Starting in OpenCL 2.0, pointers to a named address spaces can be implicitly converted to the generic address space as shown in Listing 7.2.
The generic address space subsumes the global, local, and private address spaces. The specification states that the constant address cannot be either cast or implicitly converted to the generic address space. Even though the constant address space is logically considered a subset of the global address space, in many processors (especially graphics processors), constant data is mapped to special hardware units that cannot be targeted dynamically by the instruction set architecture.
7.7 Memory Ordering
A very important part of the memory model provided by any programming language is the ordering guarantees that threads can expect. When we are working with multiple threads and shared data, the memory consistency model defines how threads can interact to generate “correct” results. With OpenCL, a language that provides portability of highly parallel applications to multiple classes of devices, the formal specification of these requirements is very significant.
As we have discussed, work-items executing a kernel have shared access to data in global memory. Additionally work-items within a work-group have shared access to data in local memory. Until now, we have dealt largely with the case of what is referred to as OpenCL’s “relaxed” consistency model. For global memory, we have simplified the more complicated memory model away, and said that by default work-items from different work-groups cannot expect to see updates to global memory. In regard to updates to a memory object, we have said that updates cannot be assumed to be complete until the correspond command utilizing the object is set to CL_COMPLETE. Indeed, this simplification is largely correct and will likely cover the majority of OpenCL kernels.

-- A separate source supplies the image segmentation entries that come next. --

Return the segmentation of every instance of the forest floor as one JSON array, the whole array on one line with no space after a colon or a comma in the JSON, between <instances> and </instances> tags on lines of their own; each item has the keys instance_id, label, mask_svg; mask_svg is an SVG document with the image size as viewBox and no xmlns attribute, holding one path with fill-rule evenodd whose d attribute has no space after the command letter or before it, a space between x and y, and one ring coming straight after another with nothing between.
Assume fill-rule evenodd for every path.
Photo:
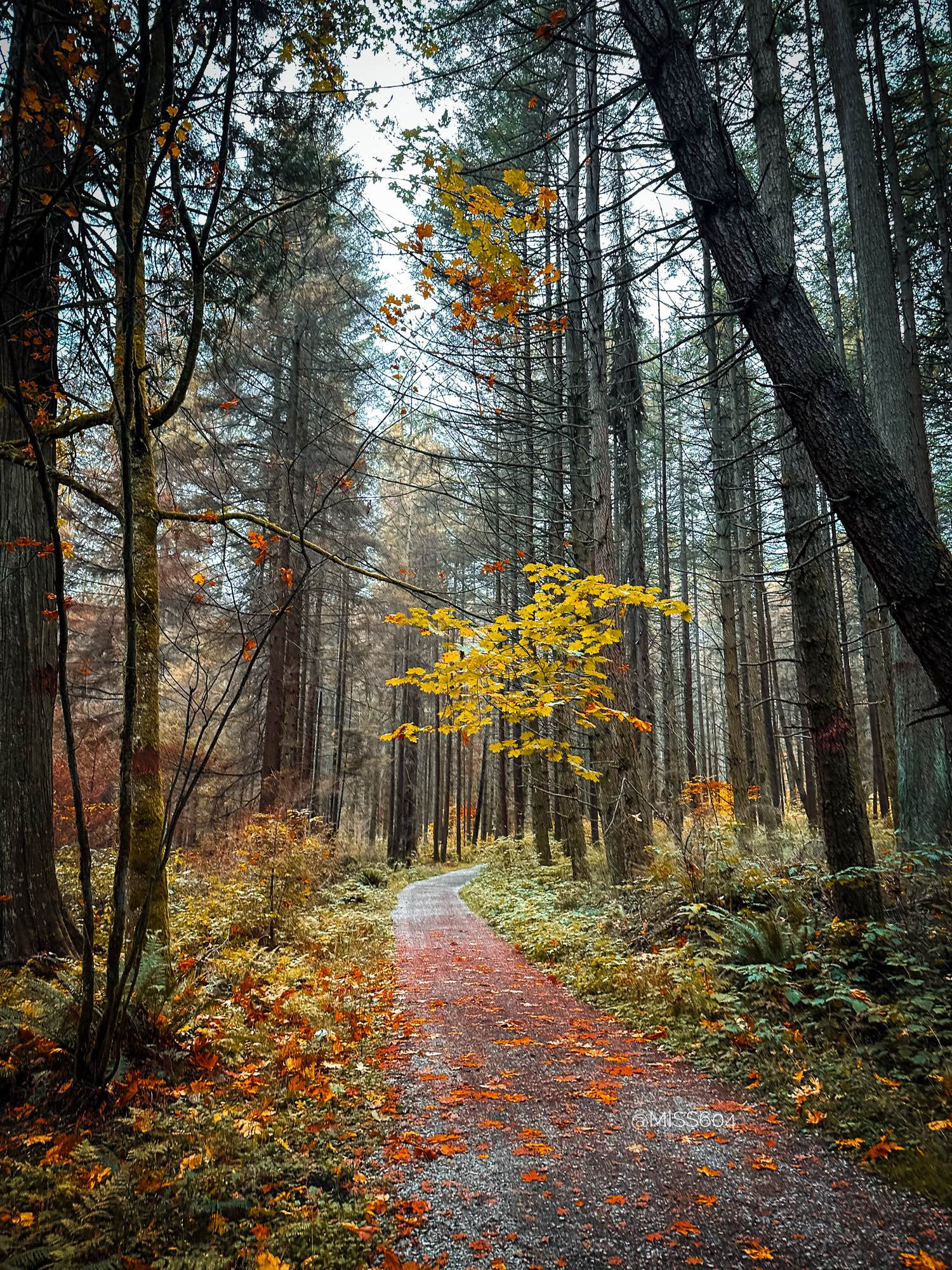
<instances>
[{"instance_id":1,"label":"forest floor","mask_svg":"<svg viewBox=\"0 0 952 1270\"><path fill-rule=\"evenodd\" d=\"M308 843L275 876L259 847L176 871L175 993L143 986L99 1097L71 1081L75 968L0 973L5 1270L380 1260L400 1205L363 1161L396 1114L377 1058L391 913L428 870L341 869Z\"/></svg>"},{"instance_id":2,"label":"forest floor","mask_svg":"<svg viewBox=\"0 0 952 1270\"><path fill-rule=\"evenodd\" d=\"M692 947L703 906L671 922L666 865L619 899L594 851L592 884L508 839L393 874L274 832L176 870L175 992L146 975L102 1096L71 1082L75 968L0 973L4 1267L952 1265L949 1091L914 1080L944 1035L873 1017L849 945L812 932L810 984L787 960L739 988ZM913 907L941 947L937 904ZM845 1049L844 965L869 1012L843 1007ZM932 1017L944 979L916 973Z\"/></svg>"},{"instance_id":3,"label":"forest floor","mask_svg":"<svg viewBox=\"0 0 952 1270\"><path fill-rule=\"evenodd\" d=\"M472 878L418 883L395 912L404 1095L385 1158L420 1210L401 1256L451 1270L952 1256L939 1209L531 965L461 902Z\"/></svg>"}]
</instances>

As we saw in Chapter 4, this view of the memory consistency model was enough to support applications such as a histogram and a convolution.
In recent years, languages such as C, C++, and Java have all converged to support acquire-release operations to enable lock-free synchronization between threads. These operations help support additional classes of parallel applications, such as those that require critical sections of code. OpenCL 2.0 has also added support for acquire-release operations based on the C11 specification. In addition to allowing OpenCL developers to expand the classes of problems that they can solve, support for these synchronization operations also makes it easier for higher-level languages to target OpenCL.
The most intuitive way for programmers to reason about memory is using the sequential consistency model. If a system were to implement sequential consistency, memory operations from each processor would appear to execute in program order, and operations from all processors would appear in a sequential order. However, sequential consistency would greatly restrict optimizations that have no effect on program correctness (e.g., reordering of instructions by the compiler or using a store buffer in the processor). Therefore, memory models often “relax” the requirements of sequential consistency while producing the equivalent output. Relaxing sequential consistency requires hardware and software to adhere to certain rules. For the programmer, this comes at the cost of sometimes telling the hardware when data needs to be made visible to other threads.
Although sometimes required for program correctness, synchronization opera- tions have more overhead than does working with the relaxed memory model. OpenCL therefore provides options to be specified with each synchronization operation that allow the programmer to specify only the required strength and scope of synchronization. These options are referred to as memory order and memory scope, respectively.
OpenCL provides options to specify three different degrees of consistency (from weakest to strongest): relaxed, acquire-release, and sequential. These options are specified as memory order options with the following semantics:
• Relaxed (memory_order_relaxed): This memory order does not impose any ordering constraints—the compiler is free to reorder this operation with preceding or subsequent load and store operations, and no visibility guarantees are enforced regarding preceding or subsequent side effects. Atomic operations in previous versions of the OpenCL standard were implied to have a relaxed memory order. Because of their limited guarantees, programmers may find using relaxed ordering provides the best performance for operations such as incrementing counters.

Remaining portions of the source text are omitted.